Warner will hang on, despite Puckettgate

There's no question that Mark Warner screwed up big time by injecting himself into the struggle over State Sen. Phil Puckett's resignation.

But it doesn't seem likely that it will cost him his Senate seat tomorrow.

Averaging the last two independent polls in the race, puts Warner ahead with 48% of the vote to Republican Ed Gillespie's 38% and Libertarian Robert Sarvis' 4%. That leaves 10% undecided, which is a figure I very much doubt.

It doesn't look, from this vantage point, like anybody on either side is very engaged in this, Virginia's off-off year election, except rabid partisans.

That means voters will probably go with who they know. They know Warner. They don't know Gillespie.

My prediction? Warner 52%, Gillespie 44%, Sarvis 4%.

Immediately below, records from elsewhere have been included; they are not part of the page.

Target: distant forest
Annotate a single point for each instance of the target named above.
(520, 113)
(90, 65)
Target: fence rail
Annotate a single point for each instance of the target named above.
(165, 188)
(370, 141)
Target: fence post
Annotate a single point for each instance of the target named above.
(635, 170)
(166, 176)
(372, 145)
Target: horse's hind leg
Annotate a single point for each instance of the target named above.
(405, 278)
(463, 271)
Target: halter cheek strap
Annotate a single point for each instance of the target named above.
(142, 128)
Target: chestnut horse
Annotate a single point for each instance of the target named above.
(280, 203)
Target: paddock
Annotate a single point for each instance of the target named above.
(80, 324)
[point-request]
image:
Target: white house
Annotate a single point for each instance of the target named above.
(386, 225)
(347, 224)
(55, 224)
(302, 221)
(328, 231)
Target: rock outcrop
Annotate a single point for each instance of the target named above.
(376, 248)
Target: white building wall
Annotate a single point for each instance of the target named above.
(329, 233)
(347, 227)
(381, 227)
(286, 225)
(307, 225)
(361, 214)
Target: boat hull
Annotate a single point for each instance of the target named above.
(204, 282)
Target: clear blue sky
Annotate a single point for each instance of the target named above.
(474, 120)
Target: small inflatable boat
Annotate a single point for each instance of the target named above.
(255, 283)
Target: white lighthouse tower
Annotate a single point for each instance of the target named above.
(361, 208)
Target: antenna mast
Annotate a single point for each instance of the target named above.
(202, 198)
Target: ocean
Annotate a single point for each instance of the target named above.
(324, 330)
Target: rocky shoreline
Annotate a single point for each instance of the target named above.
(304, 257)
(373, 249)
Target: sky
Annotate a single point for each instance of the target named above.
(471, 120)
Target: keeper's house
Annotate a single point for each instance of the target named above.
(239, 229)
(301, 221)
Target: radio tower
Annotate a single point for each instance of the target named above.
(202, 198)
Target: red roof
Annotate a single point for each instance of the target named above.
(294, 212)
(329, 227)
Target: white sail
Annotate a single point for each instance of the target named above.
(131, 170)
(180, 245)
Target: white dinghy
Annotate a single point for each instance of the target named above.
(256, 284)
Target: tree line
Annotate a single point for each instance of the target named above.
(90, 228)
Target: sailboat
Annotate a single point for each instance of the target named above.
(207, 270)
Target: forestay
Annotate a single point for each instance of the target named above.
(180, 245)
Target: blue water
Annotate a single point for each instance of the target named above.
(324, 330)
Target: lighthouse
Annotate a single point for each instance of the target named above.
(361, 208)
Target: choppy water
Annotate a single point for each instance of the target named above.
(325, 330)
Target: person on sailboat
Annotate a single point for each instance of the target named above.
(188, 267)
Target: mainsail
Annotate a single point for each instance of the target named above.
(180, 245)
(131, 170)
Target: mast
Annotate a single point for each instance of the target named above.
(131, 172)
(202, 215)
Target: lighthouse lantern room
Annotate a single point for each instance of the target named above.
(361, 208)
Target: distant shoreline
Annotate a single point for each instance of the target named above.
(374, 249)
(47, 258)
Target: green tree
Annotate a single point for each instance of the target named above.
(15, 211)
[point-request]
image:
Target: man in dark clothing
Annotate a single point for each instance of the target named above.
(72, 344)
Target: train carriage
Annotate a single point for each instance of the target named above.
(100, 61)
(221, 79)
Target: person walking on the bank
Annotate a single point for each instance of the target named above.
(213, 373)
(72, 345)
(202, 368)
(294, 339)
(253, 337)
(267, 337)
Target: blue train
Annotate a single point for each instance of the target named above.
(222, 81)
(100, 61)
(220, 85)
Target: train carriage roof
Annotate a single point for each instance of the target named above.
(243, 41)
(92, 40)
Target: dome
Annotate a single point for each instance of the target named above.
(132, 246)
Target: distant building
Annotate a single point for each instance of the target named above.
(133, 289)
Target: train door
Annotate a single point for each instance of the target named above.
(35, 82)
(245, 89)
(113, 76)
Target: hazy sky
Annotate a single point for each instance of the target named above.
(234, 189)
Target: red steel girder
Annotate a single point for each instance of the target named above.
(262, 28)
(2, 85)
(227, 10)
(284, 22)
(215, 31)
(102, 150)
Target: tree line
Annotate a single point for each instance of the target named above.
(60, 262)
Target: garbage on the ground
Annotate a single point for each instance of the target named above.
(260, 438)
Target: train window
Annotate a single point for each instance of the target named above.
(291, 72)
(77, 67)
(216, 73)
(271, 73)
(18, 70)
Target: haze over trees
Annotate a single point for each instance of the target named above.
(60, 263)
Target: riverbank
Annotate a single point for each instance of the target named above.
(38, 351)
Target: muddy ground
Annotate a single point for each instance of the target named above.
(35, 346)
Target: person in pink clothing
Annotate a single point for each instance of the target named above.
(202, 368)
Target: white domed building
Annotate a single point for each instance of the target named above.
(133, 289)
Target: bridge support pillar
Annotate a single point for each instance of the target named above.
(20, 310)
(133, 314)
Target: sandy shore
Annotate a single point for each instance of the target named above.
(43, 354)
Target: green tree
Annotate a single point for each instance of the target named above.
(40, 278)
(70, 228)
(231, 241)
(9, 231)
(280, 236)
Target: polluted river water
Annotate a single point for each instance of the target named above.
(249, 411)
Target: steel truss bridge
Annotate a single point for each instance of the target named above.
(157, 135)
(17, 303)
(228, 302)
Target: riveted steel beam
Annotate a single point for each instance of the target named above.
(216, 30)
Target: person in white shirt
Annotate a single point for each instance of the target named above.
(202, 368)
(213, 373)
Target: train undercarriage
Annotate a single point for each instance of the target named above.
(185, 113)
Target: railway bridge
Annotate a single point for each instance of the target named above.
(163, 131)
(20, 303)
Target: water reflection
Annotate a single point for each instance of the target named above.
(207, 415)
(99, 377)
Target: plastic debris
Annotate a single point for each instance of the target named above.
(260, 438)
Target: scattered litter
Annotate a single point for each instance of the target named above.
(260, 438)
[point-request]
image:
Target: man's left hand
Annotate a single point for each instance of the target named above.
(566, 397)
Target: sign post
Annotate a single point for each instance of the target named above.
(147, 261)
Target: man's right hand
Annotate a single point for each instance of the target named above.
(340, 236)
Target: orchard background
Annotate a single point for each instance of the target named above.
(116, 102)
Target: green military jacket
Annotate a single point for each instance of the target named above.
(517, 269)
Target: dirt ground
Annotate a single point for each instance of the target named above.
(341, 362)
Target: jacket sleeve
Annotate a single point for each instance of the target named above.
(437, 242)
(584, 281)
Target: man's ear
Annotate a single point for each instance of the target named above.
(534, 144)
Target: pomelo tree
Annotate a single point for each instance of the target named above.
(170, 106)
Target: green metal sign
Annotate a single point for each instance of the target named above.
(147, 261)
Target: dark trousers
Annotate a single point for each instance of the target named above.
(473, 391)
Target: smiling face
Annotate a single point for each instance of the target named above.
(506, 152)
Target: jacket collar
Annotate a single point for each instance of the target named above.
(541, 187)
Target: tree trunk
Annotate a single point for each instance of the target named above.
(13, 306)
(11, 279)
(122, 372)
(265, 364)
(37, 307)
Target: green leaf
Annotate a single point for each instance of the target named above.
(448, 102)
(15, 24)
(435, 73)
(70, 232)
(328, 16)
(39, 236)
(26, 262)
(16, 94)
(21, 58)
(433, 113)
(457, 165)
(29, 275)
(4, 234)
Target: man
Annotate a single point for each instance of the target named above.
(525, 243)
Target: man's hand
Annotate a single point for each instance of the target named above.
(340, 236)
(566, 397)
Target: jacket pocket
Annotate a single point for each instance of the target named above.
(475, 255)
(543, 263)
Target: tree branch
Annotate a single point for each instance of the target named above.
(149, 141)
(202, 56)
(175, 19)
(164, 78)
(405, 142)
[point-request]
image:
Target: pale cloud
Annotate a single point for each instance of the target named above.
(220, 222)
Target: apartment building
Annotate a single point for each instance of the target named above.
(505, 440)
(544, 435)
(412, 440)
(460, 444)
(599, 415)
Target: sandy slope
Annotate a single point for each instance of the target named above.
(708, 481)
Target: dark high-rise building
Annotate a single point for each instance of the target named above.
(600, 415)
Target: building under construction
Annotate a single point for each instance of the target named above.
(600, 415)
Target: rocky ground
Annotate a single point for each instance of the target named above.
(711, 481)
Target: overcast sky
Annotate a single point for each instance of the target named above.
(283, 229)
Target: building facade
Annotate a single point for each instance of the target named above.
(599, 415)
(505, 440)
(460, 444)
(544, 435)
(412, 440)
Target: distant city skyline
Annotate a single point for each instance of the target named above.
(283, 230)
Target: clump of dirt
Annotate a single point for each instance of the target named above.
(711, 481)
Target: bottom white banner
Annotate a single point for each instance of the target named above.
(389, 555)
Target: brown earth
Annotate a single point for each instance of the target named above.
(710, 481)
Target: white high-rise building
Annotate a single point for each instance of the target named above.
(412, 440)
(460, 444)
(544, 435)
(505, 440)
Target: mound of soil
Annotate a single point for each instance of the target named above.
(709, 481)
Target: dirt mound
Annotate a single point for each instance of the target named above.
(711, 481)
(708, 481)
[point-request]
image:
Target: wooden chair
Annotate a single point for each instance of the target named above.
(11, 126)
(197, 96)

That's a closer election than Warner anticipated going into this year. I don't think there's any question that his involvement in the Puckett matter -- he was trying talk a Democratic state senator from resigning and throwing the majority in the Senate to the Republicans, which meant that a Medicaid expansion under the Affordable Care Act was dead -- has damaged Warner's brand. Republicans reportedly offered Sen. Phil Puckett a possible seat on the the Tobacco Commission and confirmation of his daughter as a judge. Warner, one of  a cadre of Democrats trying to keep Puckett from resigning, reportedly mentioned that Puckett's daughter might be a candidate for a federal judgeship.

State Republicans, stung by heir own ethic scandals involving Gov. Bob McDonnell, former Del. Phil Hamilton and current Del. Terry Kilgore, who is credited/blamed with offering Puckett inducements to resign, jumped all over Warner's role in Puckettgate -- as they should have. 

 Republicans nationally are pushing to take back the Senate -- Warner's seat was not one they really targeted. He was seen as a strong, popular incumbent  and they had enough opportunities to pick up seats that they could take control without winning Warner's seat.

And, I think they will. But, whoever wins the Senate, it will be by a very small margin. Probably continuing the gridlock we've been seeing in Washington for at least the last six years.